Compress Then Adapt? No, Do It Together via Task-aware Union of Subspaces

Adapting large pretrained models to diverse tasks is now routine, yet the two dominant strategies of parameter-efficient fine-tuning (PEFT) and low-rank compression are typically composed in sequence. This decoupled practice first compresses and then fine-tunes adapters, potentially misaligning the compressed subspace with downstream objectives and squandering a global parameter budget. To overcome this limitation, we introduce JACTUS (Joint Adaptation and Compression with a Task-aware Union of Subspaces), a single framework that unifies compression and adaptation. From a small calibration set, JACTUS estimates input and pre-activation gradient covariances, forms their orthogonal union with the pretrained weight subspace, performs a projected low-rank approximation inside this union, allocates rank globally by marginal gain per parameter, and trains only a compact core matrix. This explicitly mitigates the potential misalignment between the compressed subspace and downstream objectives by coupling the directions preserved for compression with those required for adaptation, yielding a deployable low-rank model that avoids retaining full frozen weights while enabling fast and robust tuning. On vision, JACTUS attains an average 89.2% accuracy on ViT-Base across eight datasets at 80% retained parameters, surpassing strong 100% PEFT baselines (e.g., DoRA 87.9%). On language, JACTUS achieves an 80.9% average on Llama2-7B commonsense QA at the same 80% retained-parameter budget, outperforming 100% PEFT (e.g., DoRA 79.7%) and exceeding prior compress-then-finetune pipelines under the same ratained-parameter budget. We will release code.

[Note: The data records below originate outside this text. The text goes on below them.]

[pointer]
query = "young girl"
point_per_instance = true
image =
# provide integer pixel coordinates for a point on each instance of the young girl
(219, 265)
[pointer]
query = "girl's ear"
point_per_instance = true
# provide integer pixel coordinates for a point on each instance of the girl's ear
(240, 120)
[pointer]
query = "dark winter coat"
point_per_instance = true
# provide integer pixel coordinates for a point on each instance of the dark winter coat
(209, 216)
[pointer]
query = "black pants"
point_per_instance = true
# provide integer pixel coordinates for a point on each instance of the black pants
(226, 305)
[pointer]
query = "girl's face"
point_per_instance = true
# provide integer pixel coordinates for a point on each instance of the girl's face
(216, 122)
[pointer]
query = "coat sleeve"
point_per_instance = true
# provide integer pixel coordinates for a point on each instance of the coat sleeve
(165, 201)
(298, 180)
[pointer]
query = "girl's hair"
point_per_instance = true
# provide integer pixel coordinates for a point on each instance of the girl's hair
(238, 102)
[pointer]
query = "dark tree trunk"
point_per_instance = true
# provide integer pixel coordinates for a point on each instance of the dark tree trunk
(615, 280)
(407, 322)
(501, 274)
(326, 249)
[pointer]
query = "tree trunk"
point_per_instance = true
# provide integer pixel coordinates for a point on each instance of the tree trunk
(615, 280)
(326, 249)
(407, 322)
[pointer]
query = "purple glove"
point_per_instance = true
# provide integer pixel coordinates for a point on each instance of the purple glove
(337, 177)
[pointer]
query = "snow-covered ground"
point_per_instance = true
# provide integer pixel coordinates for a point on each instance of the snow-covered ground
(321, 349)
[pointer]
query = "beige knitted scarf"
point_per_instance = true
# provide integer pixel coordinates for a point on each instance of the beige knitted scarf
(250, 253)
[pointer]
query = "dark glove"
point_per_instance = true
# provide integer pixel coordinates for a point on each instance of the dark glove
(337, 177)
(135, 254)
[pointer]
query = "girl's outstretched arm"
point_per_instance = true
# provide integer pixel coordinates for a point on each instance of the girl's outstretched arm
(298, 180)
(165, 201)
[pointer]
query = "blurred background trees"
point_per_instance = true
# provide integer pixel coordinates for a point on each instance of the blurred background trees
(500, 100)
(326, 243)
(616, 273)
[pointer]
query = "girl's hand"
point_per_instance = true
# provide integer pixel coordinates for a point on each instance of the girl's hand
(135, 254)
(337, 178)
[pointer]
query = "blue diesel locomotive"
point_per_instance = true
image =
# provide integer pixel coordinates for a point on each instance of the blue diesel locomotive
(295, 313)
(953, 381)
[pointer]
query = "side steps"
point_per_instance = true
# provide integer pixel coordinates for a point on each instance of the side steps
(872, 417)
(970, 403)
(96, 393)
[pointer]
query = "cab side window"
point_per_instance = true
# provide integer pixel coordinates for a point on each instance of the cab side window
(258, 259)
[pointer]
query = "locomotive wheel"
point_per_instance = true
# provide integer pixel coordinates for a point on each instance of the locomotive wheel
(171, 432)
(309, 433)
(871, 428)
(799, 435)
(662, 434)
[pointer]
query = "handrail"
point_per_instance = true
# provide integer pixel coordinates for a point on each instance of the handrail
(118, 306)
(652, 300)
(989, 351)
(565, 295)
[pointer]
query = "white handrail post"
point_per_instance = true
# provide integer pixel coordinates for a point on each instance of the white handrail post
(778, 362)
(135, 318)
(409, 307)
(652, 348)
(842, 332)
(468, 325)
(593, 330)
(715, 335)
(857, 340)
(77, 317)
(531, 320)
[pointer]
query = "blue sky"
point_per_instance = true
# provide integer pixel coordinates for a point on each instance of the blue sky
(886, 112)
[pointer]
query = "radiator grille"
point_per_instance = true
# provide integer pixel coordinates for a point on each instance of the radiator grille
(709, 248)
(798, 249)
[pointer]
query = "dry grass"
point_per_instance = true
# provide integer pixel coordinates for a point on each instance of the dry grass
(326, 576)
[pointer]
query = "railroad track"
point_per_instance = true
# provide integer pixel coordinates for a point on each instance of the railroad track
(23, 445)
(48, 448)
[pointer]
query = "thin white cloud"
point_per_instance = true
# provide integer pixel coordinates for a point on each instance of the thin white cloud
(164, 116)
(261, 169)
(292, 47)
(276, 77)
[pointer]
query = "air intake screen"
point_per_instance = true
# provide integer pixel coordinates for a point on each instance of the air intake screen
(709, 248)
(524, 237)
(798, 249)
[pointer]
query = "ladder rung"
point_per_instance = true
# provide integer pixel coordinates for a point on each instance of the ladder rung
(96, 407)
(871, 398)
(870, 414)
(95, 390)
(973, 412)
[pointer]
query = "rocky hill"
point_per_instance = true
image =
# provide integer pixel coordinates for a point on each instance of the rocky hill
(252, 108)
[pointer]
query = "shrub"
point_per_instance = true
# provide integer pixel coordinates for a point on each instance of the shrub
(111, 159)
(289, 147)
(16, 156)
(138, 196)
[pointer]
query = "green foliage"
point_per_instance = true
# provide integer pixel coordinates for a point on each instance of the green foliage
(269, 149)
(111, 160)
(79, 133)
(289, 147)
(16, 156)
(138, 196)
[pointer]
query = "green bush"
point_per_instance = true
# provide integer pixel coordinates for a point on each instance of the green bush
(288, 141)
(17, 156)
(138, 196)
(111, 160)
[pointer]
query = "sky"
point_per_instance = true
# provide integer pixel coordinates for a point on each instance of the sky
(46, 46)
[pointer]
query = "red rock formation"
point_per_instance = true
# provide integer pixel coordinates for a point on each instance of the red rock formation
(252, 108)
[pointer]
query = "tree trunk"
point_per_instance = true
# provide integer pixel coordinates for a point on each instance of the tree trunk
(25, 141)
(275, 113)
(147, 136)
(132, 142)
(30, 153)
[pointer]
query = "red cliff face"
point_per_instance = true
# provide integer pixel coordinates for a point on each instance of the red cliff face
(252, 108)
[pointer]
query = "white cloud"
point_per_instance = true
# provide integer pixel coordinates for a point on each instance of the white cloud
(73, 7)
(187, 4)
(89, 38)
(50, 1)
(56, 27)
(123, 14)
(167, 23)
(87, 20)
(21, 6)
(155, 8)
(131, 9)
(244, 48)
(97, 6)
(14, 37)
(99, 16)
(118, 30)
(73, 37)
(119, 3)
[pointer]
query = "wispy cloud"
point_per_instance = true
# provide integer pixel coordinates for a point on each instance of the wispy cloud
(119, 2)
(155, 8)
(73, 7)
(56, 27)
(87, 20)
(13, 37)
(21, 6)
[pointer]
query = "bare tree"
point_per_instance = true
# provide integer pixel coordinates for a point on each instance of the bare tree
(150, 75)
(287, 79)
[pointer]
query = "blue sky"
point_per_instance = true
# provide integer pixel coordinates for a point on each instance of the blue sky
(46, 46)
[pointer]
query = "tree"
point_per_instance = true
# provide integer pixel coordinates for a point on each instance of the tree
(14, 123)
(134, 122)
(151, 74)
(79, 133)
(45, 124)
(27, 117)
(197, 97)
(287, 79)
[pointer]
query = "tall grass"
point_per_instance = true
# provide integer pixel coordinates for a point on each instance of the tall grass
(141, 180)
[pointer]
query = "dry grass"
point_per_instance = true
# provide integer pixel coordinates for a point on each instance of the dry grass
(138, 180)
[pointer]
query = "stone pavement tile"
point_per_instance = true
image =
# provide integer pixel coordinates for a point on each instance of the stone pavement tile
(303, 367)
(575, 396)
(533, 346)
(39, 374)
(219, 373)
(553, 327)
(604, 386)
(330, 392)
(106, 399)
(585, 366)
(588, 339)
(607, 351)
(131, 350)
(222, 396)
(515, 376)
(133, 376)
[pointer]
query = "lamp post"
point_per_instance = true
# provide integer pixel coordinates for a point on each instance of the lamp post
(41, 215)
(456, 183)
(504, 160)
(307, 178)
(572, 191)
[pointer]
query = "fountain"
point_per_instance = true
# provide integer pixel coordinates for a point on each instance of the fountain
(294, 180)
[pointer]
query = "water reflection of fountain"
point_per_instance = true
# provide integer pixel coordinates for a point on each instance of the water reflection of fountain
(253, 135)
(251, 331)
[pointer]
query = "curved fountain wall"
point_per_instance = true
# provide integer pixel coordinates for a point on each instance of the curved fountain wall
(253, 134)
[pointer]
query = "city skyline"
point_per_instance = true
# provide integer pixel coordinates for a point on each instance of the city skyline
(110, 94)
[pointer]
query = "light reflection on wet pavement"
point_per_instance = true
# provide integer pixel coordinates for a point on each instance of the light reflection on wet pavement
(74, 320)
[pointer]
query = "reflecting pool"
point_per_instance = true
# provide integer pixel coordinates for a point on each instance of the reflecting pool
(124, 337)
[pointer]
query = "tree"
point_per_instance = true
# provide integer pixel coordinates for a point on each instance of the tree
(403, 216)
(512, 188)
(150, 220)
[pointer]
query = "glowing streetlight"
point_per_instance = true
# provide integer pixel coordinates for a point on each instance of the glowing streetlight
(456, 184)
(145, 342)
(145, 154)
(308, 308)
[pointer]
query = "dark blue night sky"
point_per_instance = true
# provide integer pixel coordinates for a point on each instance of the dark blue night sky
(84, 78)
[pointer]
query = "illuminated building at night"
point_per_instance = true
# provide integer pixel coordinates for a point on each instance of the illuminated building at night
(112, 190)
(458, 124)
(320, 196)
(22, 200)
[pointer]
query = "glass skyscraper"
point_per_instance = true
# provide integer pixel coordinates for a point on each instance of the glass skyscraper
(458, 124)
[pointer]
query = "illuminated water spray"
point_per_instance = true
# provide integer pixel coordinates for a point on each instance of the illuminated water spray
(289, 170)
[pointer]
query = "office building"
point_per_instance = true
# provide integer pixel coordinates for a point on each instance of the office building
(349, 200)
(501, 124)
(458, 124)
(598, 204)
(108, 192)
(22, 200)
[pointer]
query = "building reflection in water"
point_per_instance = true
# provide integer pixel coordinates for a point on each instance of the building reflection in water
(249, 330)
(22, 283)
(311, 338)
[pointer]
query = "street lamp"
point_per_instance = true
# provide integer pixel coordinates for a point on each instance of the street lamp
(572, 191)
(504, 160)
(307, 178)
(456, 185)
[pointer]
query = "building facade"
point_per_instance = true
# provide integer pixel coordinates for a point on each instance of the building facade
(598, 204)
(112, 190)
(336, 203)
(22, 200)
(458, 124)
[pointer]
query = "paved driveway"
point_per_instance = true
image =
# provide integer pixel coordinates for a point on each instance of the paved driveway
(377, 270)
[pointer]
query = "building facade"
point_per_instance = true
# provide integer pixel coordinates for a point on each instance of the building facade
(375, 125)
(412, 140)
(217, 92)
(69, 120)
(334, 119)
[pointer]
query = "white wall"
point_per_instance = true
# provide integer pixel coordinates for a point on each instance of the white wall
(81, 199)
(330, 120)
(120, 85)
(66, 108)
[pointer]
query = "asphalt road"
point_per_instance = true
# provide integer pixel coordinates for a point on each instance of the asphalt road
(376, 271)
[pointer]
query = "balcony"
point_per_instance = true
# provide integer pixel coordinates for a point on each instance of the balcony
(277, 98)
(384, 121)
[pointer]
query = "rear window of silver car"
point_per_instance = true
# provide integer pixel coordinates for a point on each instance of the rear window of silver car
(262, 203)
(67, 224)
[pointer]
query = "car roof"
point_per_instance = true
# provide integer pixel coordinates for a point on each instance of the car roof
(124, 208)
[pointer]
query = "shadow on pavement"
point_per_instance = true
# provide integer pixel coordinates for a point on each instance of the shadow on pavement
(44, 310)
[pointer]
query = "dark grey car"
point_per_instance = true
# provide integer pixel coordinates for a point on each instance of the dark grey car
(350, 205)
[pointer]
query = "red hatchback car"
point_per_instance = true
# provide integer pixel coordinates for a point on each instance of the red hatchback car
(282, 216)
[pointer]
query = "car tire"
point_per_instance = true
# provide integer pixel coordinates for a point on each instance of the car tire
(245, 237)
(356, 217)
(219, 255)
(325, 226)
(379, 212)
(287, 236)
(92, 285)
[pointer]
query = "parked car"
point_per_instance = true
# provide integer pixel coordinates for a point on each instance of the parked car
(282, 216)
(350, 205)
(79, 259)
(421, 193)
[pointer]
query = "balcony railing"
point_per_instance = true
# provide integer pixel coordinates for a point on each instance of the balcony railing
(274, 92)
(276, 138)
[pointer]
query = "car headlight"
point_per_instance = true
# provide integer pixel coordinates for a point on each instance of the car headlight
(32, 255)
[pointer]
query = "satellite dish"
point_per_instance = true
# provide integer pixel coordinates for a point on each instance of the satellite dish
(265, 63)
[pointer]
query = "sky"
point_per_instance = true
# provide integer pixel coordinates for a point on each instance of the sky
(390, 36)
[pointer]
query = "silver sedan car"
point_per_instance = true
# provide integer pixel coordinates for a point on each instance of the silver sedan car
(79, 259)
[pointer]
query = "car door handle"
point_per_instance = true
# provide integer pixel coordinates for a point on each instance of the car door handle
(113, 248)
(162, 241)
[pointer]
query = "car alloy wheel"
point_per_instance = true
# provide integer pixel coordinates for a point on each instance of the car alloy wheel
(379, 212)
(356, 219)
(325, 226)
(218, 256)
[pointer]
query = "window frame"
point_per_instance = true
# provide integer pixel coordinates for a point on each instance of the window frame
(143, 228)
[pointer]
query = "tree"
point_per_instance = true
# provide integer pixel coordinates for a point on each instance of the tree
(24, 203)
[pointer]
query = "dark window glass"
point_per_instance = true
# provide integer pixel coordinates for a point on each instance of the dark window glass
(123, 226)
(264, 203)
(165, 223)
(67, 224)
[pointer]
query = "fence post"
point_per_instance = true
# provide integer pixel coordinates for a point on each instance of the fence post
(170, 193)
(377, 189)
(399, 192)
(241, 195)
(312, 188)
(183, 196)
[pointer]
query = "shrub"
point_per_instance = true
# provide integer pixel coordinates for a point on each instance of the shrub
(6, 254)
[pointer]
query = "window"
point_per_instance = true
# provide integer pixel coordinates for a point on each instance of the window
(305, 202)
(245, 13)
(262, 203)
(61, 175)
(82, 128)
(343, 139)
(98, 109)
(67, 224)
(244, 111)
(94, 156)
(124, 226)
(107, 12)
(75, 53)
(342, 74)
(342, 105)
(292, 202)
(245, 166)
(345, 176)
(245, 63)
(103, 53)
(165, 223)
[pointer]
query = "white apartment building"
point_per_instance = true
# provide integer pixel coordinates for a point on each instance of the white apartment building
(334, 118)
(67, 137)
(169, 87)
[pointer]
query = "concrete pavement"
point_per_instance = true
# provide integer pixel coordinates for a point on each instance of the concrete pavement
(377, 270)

翻译：将大规模预训练模型适配至多样化任务已成为常规做法，然而参数高效微调（PEFT）与低秩压缩这两种主流策略通常以顺序方式组合。这种解耦式实践先进行压缩再微调适配器，可能导致压缩子空间与下游目标失配，并浪费全局参数预算。为突破这一局限，我们提出JACTUS（基于任务感知子空间联合的适配与压缩统一框架），该单一框架统一了压缩与适配过程。通过少量校准集，JACTUS估计输入与预激活梯度协方差，将其与预训练权重子空间形成正交联合，在该联合空间内执行投影低秩近似，依据每参数边际增益全局分配秩，并仅训练紧凑的核心矩阵。通过显式将压缩保留方向与适配所需方向耦合，该方法有效缓解压缩子空间与下游目标间的潜在失配，最终生成无需保留完整冻结权重、支持快速鲁棒调优的可部署低秩模型。在视觉任务中，JACTUS在保留80%参数情况下，基于ViT-Base在八个数据集上取得平均89.2%的准确率，超越强基准100% PEFT方法（如DoRA的87.9%）。在语言任务中，JACTUS以相同80%参数保留预算，在Llama2-7B常识问答任务上实现80.9%平均准确率，不仅优于100% PEFT方法（如DoRA的79.7%），更在同等参数保留预算下超越此前先压缩后微调的流程。我们将开源代码。